Reviewed by Ian Lipke
Stephanie Bishop is a well-known writer according to the critiques I’ve read. The critics, to a woman, are fulsome in their praise, yet when I review her latest book The Anniversary, I’m thrown into doubt. She begins by telling us that novelist JB Blackwood has taken a holiday with her husband Patrick. Patrick is well known around universities as a popular lecturer. He is considerably older than his charges, is divorced from his wife, and is known to persuade his students to have affairs with him.
He meets his current wife when, dressed as usual in a leather jacket and surrounded by an adoring crowd, he shares the use of his umbrella and taxi to protect against the pouring rain. He takes her to his flat and their affair begins at that point. Since, at the time of writing, they have been married for fourteen years and the real story begins, there must have been some magic in the relationship.
Their current holiday has been organised to meet a dual need. Both parties to the marriage have been exposed to a heinously heavy workload, and this is a reward for their hard work. Despite Patrick’s resistance to the effort involved in travel, his wife is hoping they can spend some quality time together. Of recent months they have not been comfortable with one another. The second reason for the trip is that she has won an important prize that is to be presented in New York. Unfortunately, Patrick appears to have fallen overboard and is lost at sea.
Until now the emphasis has been with the narrative. The remaining section of Book 1 appears to be on the identification of the body and its effect on the widow. The reader is conscious of the presence of a capable writer, of an artiste who can maintain one’s interest in the story being told – until one reaches the description on page 76. This passage is so different, so outstanding in its description one begins to wonder if it belongs. It reads in part:
So I followed him to London. First impressions: damp air excessive greenery, thin brown houses crowded together, spotted dogs, and golden foxy dogs and fat limping dogs on leather leashes. The lumpy grey sky and the rain then the not rain then the rain again, then the soon-to-be-rain but not quite, the any-minute-now rain…
a passage that lasts for several lines more before stopping and returning to its pedestrian past… but not quite.
When I look back, I see this as the beginning of one of the richest periods of my life; a phase in which my life seemed at last my own; my own to have, to live, to feel. My body felt continually light and open. My mind clear. Every sensation, every impression lodged itself, sank in and opened out as a feeling in the heart, as a thought, as a rush of energy (77-78).

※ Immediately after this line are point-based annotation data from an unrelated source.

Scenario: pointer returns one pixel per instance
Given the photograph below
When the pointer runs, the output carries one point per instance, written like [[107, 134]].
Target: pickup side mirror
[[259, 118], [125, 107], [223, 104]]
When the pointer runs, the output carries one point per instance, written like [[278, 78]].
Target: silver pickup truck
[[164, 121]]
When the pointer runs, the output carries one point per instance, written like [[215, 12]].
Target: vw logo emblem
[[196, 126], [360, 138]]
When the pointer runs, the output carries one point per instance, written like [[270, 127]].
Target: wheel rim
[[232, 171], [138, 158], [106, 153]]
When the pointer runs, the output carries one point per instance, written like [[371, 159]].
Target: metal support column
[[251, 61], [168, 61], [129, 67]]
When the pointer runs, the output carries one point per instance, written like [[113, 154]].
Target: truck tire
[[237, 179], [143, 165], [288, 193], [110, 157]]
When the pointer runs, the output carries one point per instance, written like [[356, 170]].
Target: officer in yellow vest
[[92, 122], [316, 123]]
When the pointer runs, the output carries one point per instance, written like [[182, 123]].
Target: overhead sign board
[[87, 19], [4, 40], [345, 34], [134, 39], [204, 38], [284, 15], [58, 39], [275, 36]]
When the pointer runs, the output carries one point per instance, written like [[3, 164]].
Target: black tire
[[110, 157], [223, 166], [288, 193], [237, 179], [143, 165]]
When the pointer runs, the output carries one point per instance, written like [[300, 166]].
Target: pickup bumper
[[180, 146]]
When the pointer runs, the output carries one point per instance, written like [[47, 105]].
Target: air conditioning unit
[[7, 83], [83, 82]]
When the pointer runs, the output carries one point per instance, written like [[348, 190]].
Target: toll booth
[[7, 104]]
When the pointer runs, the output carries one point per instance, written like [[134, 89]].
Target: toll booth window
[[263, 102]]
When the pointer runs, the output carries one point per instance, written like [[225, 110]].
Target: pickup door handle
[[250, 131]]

The writing settles then until perhaps page 106 but, in any case, less stable than it was.
Just as the book began, focused on the sex act, so it continues, not by any means inappropriately. Page 303 considers a woman now beginning to feel the lack of perceptions her younger lover no longer sees, or worse, reverts to a diagram to explain. Bishop notices human frailties, and expertly comments on intimate relationships. She has much to say on the subject of human affairs. One finds oneself wondering if the much older Patrick might have been embarrassed by all the candour.
I could admire the book as a piece of art but never warm to it.